傾斜自体は緩やかだったが、この辺りの標高は1700mほどまで落ちてきていた。
日差しと気温が暑い。
昨日との気温差は40度近い。
とここで道脇の民家で談笑していたオバチャンたちが僕に気付いて、激しく手招きしてきた。
その様子に『んん?』と怪訝な印象を持ったが、ちょっとおもしろそうと思い寄ってみる。
するとおばさんの一人が家に猛ダッシュで戻り、コップに並々注がれた謎の飲み物を持ってきた。
『暑いでしょ。飲みなさい!』
普通であれば有難いご好意だが、手渡されたコップに注がれた液体は一見すると泥水のよう。
いやまぁ何かの果実を絞ったジュースなのは分かるのだが、明らかにそれは清涼感とは無縁の濃厚さを見ただけで感じ取れた。
しかしなぁ。
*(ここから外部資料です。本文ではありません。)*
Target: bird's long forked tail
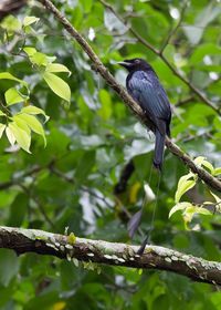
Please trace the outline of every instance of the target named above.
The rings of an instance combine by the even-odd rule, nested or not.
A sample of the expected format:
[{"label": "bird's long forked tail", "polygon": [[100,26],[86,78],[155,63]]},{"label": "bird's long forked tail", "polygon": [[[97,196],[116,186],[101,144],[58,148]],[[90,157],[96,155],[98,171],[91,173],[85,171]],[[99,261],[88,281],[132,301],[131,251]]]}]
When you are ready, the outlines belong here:
[{"label": "bird's long forked tail", "polygon": [[146,245],[150,242],[151,231],[154,230],[156,209],[157,209],[157,206],[158,206],[158,195],[159,195],[160,179],[161,179],[161,172],[159,170],[158,183],[157,183],[157,195],[156,195],[156,200],[155,200],[155,205],[154,205],[154,210],[152,210],[152,216],[151,216],[151,221],[150,221],[150,228],[149,228],[149,231],[147,232],[146,238],[144,239],[141,246],[139,247],[139,249],[137,251],[138,255],[143,255],[144,251],[145,251]]},{"label": "bird's long forked tail", "polygon": [[156,141],[155,141],[155,155],[154,155],[154,166],[161,170],[162,169],[162,161],[165,153],[165,138],[166,134],[162,135],[158,130],[156,130]]}]

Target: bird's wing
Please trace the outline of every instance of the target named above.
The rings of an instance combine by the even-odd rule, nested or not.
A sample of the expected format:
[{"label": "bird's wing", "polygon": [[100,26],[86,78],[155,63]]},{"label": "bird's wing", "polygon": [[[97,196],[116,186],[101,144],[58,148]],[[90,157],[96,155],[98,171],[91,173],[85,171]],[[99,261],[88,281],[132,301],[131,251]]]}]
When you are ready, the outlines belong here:
[{"label": "bird's wing", "polygon": [[145,71],[136,71],[127,81],[127,89],[159,131],[160,121],[170,122],[170,104],[157,76],[149,76]]}]

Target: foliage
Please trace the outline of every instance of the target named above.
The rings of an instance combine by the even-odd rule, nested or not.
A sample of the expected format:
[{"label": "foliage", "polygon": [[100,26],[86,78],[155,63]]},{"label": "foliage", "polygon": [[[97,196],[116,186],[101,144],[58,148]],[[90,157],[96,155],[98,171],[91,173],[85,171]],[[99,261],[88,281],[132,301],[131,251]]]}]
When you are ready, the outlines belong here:
[{"label": "foliage", "polygon": [[[120,83],[126,72],[116,61],[134,56],[148,60],[173,106],[172,137],[192,157],[203,156],[212,167],[221,166],[220,116],[127,29],[131,24],[159,50],[168,41],[165,58],[218,106],[221,95],[218,1],[192,0],[175,33],[171,27],[175,29],[178,23],[183,1],[108,1],[127,25],[98,0],[53,2],[91,42]],[[154,170],[149,179],[154,141],[146,128],[92,70],[82,49],[39,2],[15,17],[7,17],[1,23],[0,39],[1,225],[61,234],[67,230],[81,237],[127,242],[128,214],[141,207],[143,184],[149,184],[151,198],[147,199],[141,224],[141,229],[148,231],[158,175]],[[49,122],[42,125],[41,116]],[[38,135],[31,136],[31,132]],[[44,145],[48,142],[46,147],[42,137]],[[126,189],[118,193],[116,185],[129,161],[134,172]],[[206,168],[219,176],[220,168],[211,170],[209,164],[204,164]],[[215,204],[220,199],[219,193],[212,197],[194,175],[186,178],[186,185],[190,183],[173,198],[178,180],[186,173],[183,164],[166,152],[151,240],[220,260],[218,214],[194,216],[191,225],[197,224],[198,229],[191,231],[186,230],[179,213],[168,219],[177,203],[186,204],[187,211],[190,205],[199,207],[207,200]],[[136,236],[134,241],[141,240]],[[102,267],[98,275],[75,265],[32,254],[17,258],[9,250],[0,250],[0,307],[213,310],[221,303],[215,288],[181,276],[114,267]]]}]

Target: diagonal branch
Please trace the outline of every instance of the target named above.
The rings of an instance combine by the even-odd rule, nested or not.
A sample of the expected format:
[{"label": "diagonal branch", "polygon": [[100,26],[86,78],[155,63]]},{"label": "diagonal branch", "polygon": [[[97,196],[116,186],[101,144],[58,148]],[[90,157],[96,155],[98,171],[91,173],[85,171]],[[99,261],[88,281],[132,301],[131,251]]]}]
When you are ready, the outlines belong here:
[{"label": "diagonal branch", "polygon": [[221,264],[208,261],[176,250],[147,246],[143,256],[136,255],[138,247],[126,244],[91,240],[56,235],[35,229],[0,226],[0,248],[14,250],[18,255],[36,252],[67,259],[78,265],[105,264],[131,268],[172,271],[198,282],[221,285]]},{"label": "diagonal branch", "polygon": [[[82,49],[87,53],[91,61],[93,62],[93,69],[103,76],[107,84],[118,94],[118,96],[135,113],[135,115],[138,116],[144,124],[147,124],[146,115],[140,108],[140,106],[137,104],[136,101],[131,99],[131,96],[125,91],[125,89],[116,82],[114,76],[102,63],[102,61],[93,51],[92,46],[86,42],[86,40],[77,32],[77,30],[74,27],[72,27],[69,20],[54,7],[54,4],[50,0],[39,1],[42,2],[46,7],[46,9],[54,14],[54,17],[63,24],[66,31],[77,41]],[[202,180],[204,180],[212,188],[221,192],[221,182],[219,179],[210,175],[207,170],[197,166],[194,162],[169,138],[167,138],[166,144],[170,152],[178,156],[186,165],[188,165],[188,167],[193,173],[197,173]]]},{"label": "diagonal branch", "polygon": [[[145,40],[131,25],[128,25],[127,22],[115,11],[115,9],[107,3],[105,0],[98,0],[105,8],[112,11],[115,17],[127,27],[128,31],[148,50],[152,51],[156,55],[158,55],[165,64],[171,70],[171,72],[178,76],[202,102],[209,105],[212,110],[214,110],[219,115],[221,115],[221,111],[211,102],[208,97],[206,97],[200,90],[198,90],[190,81],[188,81],[164,55],[165,46],[161,50],[155,49],[147,40]],[[185,7],[183,7],[185,8]],[[182,13],[182,12],[181,12]],[[179,27],[179,25],[178,25]],[[176,31],[177,29],[175,29]],[[173,32],[173,31],[172,31]],[[169,37],[170,38],[170,37]]]}]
。
おばちゃんたちは興味津々に僕がこの飲み物を飲む瞬間を見ようとしている。
おりゃ!!
覚悟を決めて一口。
オェぇ~、予想通りの濃厚さ、そして風味…
申し訳ないがこれ以上は飲めなかった。
ただ、残すのは申し訳なかったので手元にあったコーラで口直しをしつつ、そのコーラの入ったペットボトルにそのジュースを入れた。
『ありがとう、これは後で飲むことにするよ』
そう言って何とかその場を凌いだものの、コーラをここで飲みきってしまったため
ここからアバンカイまで、手持ちの飲み物はこの泥水しかなくなってしまった…。
続く暑さと登り。
どんなに喉が乾こうがちょっとこの泥水は飲むことが出来なかった。
アバンカイは谷底から600m程登ったところにあり斜面にそって市街地が形成されていた。
その日が日曜日だったからかは分からないが、商店が全くといっていいほどやっておらず
街道沿いには自動車関連のお店が軒を連ねていたが、どうにも活気がなく不気味に荒くれていた。
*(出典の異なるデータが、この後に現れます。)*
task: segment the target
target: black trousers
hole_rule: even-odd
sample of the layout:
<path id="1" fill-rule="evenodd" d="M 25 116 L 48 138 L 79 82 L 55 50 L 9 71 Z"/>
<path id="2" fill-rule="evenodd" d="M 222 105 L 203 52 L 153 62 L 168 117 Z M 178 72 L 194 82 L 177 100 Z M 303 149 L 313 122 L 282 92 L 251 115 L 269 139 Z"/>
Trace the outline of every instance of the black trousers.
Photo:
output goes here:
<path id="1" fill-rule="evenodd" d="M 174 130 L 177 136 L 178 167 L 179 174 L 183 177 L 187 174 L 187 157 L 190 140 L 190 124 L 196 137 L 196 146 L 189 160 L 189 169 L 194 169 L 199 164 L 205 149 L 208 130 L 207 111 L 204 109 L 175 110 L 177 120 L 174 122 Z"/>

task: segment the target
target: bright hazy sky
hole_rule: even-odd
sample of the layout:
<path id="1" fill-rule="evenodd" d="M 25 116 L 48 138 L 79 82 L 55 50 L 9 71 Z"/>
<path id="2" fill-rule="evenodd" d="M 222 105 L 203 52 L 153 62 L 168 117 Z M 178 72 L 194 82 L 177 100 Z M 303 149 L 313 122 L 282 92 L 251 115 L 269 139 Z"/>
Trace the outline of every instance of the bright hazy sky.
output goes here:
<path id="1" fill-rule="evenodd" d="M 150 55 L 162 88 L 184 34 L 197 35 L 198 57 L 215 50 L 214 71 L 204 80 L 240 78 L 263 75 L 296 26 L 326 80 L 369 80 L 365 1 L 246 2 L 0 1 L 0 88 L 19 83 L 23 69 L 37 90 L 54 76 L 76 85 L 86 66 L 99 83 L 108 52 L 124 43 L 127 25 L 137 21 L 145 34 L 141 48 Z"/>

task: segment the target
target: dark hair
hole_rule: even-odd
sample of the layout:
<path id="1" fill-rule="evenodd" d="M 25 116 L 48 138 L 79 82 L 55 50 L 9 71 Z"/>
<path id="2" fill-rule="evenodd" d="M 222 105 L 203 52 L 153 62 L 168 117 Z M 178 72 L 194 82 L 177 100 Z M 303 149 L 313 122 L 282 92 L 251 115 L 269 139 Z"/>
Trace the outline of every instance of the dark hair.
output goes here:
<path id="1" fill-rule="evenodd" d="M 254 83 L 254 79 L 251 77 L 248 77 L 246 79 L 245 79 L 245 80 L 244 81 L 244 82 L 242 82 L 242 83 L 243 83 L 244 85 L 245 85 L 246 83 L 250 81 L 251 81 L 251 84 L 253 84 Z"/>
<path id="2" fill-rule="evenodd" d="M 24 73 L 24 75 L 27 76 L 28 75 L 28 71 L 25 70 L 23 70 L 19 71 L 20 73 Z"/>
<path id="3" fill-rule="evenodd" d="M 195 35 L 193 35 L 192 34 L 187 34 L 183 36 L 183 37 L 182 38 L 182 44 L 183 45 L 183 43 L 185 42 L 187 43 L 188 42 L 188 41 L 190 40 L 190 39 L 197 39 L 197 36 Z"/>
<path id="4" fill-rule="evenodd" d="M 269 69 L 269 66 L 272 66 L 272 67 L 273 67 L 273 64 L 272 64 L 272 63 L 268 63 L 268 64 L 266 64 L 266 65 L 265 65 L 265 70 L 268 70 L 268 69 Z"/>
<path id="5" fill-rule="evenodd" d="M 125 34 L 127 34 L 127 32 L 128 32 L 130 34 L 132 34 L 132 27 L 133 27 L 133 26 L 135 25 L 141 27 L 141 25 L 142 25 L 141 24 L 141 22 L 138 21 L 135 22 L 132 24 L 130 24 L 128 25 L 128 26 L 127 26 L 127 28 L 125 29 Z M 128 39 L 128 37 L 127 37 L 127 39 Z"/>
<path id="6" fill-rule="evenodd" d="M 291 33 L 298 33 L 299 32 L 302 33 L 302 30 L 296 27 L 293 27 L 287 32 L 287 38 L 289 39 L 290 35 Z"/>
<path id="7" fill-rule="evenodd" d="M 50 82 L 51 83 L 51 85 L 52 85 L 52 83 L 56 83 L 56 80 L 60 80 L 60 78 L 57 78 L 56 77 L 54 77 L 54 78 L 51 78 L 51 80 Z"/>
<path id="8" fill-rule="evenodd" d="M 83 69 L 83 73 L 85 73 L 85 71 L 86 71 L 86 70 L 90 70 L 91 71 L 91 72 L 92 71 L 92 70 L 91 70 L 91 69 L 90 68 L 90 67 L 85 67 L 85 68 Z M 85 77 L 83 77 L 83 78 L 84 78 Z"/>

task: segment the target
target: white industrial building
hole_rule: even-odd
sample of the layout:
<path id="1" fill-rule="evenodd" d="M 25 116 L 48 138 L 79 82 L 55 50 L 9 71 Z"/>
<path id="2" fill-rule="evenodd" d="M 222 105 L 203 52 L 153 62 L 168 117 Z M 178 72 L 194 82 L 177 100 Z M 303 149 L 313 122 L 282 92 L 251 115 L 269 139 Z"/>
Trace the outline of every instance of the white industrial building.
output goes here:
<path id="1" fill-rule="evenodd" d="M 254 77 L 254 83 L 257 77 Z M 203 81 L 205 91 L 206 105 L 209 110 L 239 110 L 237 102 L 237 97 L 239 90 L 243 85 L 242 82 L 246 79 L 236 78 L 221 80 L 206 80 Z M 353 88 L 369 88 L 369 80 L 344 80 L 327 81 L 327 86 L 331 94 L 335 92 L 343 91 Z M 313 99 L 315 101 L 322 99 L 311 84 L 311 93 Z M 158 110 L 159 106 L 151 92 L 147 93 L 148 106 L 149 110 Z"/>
そして、アバンカイの看板を過ぎてから中心地までも地味に遠く、30分以上かかった。
セントロ近くにモトミくんが滞在しているという宿を見つけ、フロントに部屋番号を確認して部屋を訪ねる。
リマ以来約ひと月ぶりの再会となった。
そのまま彼と、どこの坂道がキツかったとか、あそこで休憩した?とかこのアンデス越えの話に花が咲く。
気がつけば一時間近く立ち話をしていた。
そうしていると、谷底で出会ったカナディアンも僕らのホテルに入ってきた。
このインペリアルホテル、値段も手頃でネット付き、そして何よりチャリダーに優しいガレージ付きのモーテルタイプの宿だった。
自転車の出し入れが楽なのでこの手の宿は有難い。
やっぱりチャリダーの宿選びというのは国籍問わず同じになるのだ。
おまけに夕食に向かった、ちょっと離れた中華レストランでも彼らにばったり。
安い・多い・ウマイを満たした中華は自転車乗りの味方である。
夜、宿に戻って部屋の前でモトミくんと談笑していると、隣の部屋の窓からおばあさんが顔をのぞかせた。
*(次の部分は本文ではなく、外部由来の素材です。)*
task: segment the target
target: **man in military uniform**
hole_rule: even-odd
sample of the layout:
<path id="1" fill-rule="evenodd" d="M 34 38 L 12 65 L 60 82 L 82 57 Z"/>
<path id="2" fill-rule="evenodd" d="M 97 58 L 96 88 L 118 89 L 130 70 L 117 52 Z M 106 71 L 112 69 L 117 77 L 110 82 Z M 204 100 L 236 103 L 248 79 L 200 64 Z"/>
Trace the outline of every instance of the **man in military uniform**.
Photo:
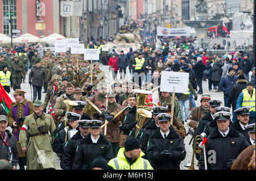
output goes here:
<path id="1" fill-rule="evenodd" d="M 246 138 L 248 142 L 250 142 L 250 137 L 248 134 L 248 130 L 246 129 L 246 126 L 249 124 L 253 123 L 250 120 L 250 106 L 244 106 L 238 108 L 234 111 L 237 114 L 237 120 L 235 121 L 231 125 L 237 132 L 243 134 Z"/>
<path id="2" fill-rule="evenodd" d="M 188 115 L 187 124 L 194 130 L 196 129 L 199 120 L 210 111 L 208 101 L 210 100 L 210 95 L 204 94 L 201 97 L 201 106 L 194 107 Z"/>
<path id="3" fill-rule="evenodd" d="M 62 162 L 60 165 L 62 169 L 72 170 L 77 146 L 81 141 L 89 133 L 89 124 L 87 123 L 88 121 L 86 120 L 78 121 L 79 131 L 71 139 L 67 141 L 64 148 Z"/>
<path id="4" fill-rule="evenodd" d="M 92 120 L 87 123 L 90 127 L 90 133 L 77 146 L 73 170 L 85 169 L 98 156 L 102 157 L 108 162 L 114 158 L 110 143 L 100 134 L 102 121 Z"/>
<path id="5" fill-rule="evenodd" d="M 75 87 L 71 82 L 68 82 L 65 87 L 66 92 L 57 98 L 56 103 L 54 106 L 55 114 L 56 116 L 64 117 L 66 113 L 66 104 L 64 103 L 65 100 L 75 100 L 73 91 Z"/>
<path id="6" fill-rule="evenodd" d="M 167 110 L 167 108 L 166 107 L 156 106 L 153 107 L 151 108 L 151 110 L 153 111 L 153 113 L 152 115 L 152 117 L 148 121 L 148 124 L 147 126 L 142 131 L 141 138 L 139 139 L 139 142 L 141 145 L 141 150 L 145 154 L 147 151 L 147 144 L 150 137 L 159 127 L 158 119 L 156 119 L 156 116 L 159 113 L 165 113 Z"/>
<path id="7" fill-rule="evenodd" d="M 66 69 L 67 71 L 61 74 L 61 77 L 67 77 L 70 82 L 72 82 L 76 84 L 78 80 L 78 77 L 76 73 L 73 71 L 72 65 L 68 64 Z"/>
<path id="8" fill-rule="evenodd" d="M 250 145 L 255 145 L 255 123 L 252 123 L 246 126 L 246 129 L 248 130 L 248 134 L 250 136 Z"/>
<path id="9" fill-rule="evenodd" d="M 121 107 L 117 111 L 110 113 L 110 114 L 106 119 L 109 121 L 112 121 L 112 120 L 113 121 L 117 120 L 119 122 L 120 122 L 121 124 L 122 125 L 122 126 L 119 127 L 121 132 L 120 142 L 119 144 L 119 147 L 123 147 L 125 146 L 125 142 L 126 140 L 126 138 L 128 137 L 130 132 L 129 131 L 127 134 L 125 134 L 123 133 L 123 131 L 122 131 L 123 127 L 122 124 L 127 119 L 127 114 L 129 112 L 130 113 L 133 112 L 134 116 L 131 116 L 132 115 L 131 115 L 130 118 L 133 119 L 134 122 L 134 123 L 135 122 L 135 114 L 134 113 L 134 111 L 135 111 L 135 110 L 136 110 L 136 95 L 135 93 L 130 94 L 128 98 L 128 106 L 123 106 Z M 130 112 L 130 111 L 131 112 Z M 115 119 L 114 119 L 114 117 L 118 113 L 119 113 L 119 115 L 116 116 Z M 134 124 L 134 126 L 135 124 Z"/>
<path id="10" fill-rule="evenodd" d="M 26 93 L 25 91 L 20 89 L 16 89 L 14 91 L 13 95 L 15 101 L 11 103 L 7 114 L 9 126 L 13 129 L 13 134 L 17 140 L 19 165 L 21 170 L 24 170 L 24 166 L 26 165 L 26 154 L 21 149 L 19 134 L 26 116 L 31 115 L 34 111 L 33 102 L 25 98 L 25 93 Z"/>
<path id="11" fill-rule="evenodd" d="M 59 81 L 61 81 L 61 76 L 59 75 L 54 75 L 52 76 L 51 81 L 53 83 L 53 85 L 48 87 L 47 91 L 46 92 L 46 95 L 44 98 L 44 106 L 45 110 L 46 110 L 48 103 L 51 99 L 51 96 L 53 95 L 54 92 L 57 90 L 57 84 Z"/>
<path id="12" fill-rule="evenodd" d="M 205 143 L 208 170 L 230 170 L 237 156 L 249 146 L 245 137 L 229 126 L 232 115 L 230 112 L 220 111 L 213 115 L 217 127 L 207 137 Z M 201 143 L 199 146 L 201 145 Z M 214 162 L 209 158 L 212 157 L 212 150 L 214 150 L 215 154 Z M 199 168 L 205 169 L 204 164 L 200 165 Z"/>
<path id="13" fill-rule="evenodd" d="M 106 98 L 108 99 L 108 106 L 106 110 L 109 112 L 114 112 L 117 111 L 121 105 L 117 104 L 115 101 L 115 94 L 113 92 L 108 92 Z M 118 151 L 118 144 L 120 141 L 120 130 L 119 129 L 118 120 L 112 120 L 108 124 L 106 128 L 106 138 L 109 140 L 112 145 L 113 154 L 116 157 Z M 105 128 L 102 128 L 102 133 L 104 133 Z"/>
<path id="14" fill-rule="evenodd" d="M 56 153 L 60 155 L 60 163 L 62 162 L 62 154 L 63 154 L 64 146 L 67 141 L 71 138 L 79 129 L 78 121 L 80 119 L 81 115 L 73 112 L 67 112 L 65 115 L 67 119 L 67 125 L 58 132 L 52 142 L 52 150 Z M 60 164 L 61 165 L 61 163 Z"/>
<path id="15" fill-rule="evenodd" d="M 23 79 L 23 82 L 24 82 L 25 78 L 26 78 L 26 74 L 27 74 L 27 68 L 28 66 L 28 57 L 25 54 L 25 51 L 24 50 L 22 50 L 22 55 L 19 56 L 19 60 L 21 61 L 22 62 L 22 63 L 23 64 L 23 68 L 24 68 L 24 70 L 23 70 L 23 74 L 24 74 L 24 79 Z"/>
<path id="16" fill-rule="evenodd" d="M 165 103 L 172 103 L 172 96 L 168 92 L 161 92 L 160 96 L 160 106 L 164 106 Z M 180 110 L 180 105 L 179 100 L 175 97 L 174 98 L 174 115 L 177 119 L 182 120 L 182 115 Z"/>
<path id="17" fill-rule="evenodd" d="M 57 169 L 51 148 L 55 129 L 53 119 L 43 112 L 44 104 L 40 100 L 35 100 L 34 108 L 34 113 L 26 118 L 19 136 L 22 149 L 27 152 L 27 170 Z"/>
<path id="18" fill-rule="evenodd" d="M 22 82 L 23 75 L 23 64 L 19 60 L 19 56 L 14 56 L 14 61 L 10 64 L 10 71 L 11 73 L 13 82 L 13 90 L 16 89 L 20 89 L 20 84 Z"/>
<path id="19" fill-rule="evenodd" d="M 183 139 L 171 125 L 172 116 L 162 113 L 156 118 L 159 128 L 149 139 L 147 158 L 154 169 L 179 170 L 186 155 Z"/>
『ちょっとうるさかったかな?』と思いつつもまだ8時前。
そう思っていると、その息子と思われる人が出てきて
『子供たちが寝る時間だから静かにしてほしい』といってきた。
話し方からするにおそらくフランス人。
“子供たちが寝る時間”とかこつけてはいたが、あばあさんが、部屋の前にいるアジア人に対してあまりいい気を持っていないから言ってきたのは明らかだった。
だいたい子供たちのはしゃぐ声が聞こえてくる。
まぁ仕方ないので声の聞こえない2階の通路へ移動。
足元の部屋ではカナディアンの二人がお茶でも作るのか、部屋の前でガソリンストーブを焚いていた。
そのストーブの近くにフランス人家族の車があった。
『私の家の車の側で何やってんのよ!』とカナディアンの様子を伺いに行くおばあさんの姿が見えた。
『もうなんでこのホテルには変な自転車乗りがこんなにいるわけなのよ!!』
そんなヒステリックなおばあさんの叫び声が聞こえてきそうな夜だった。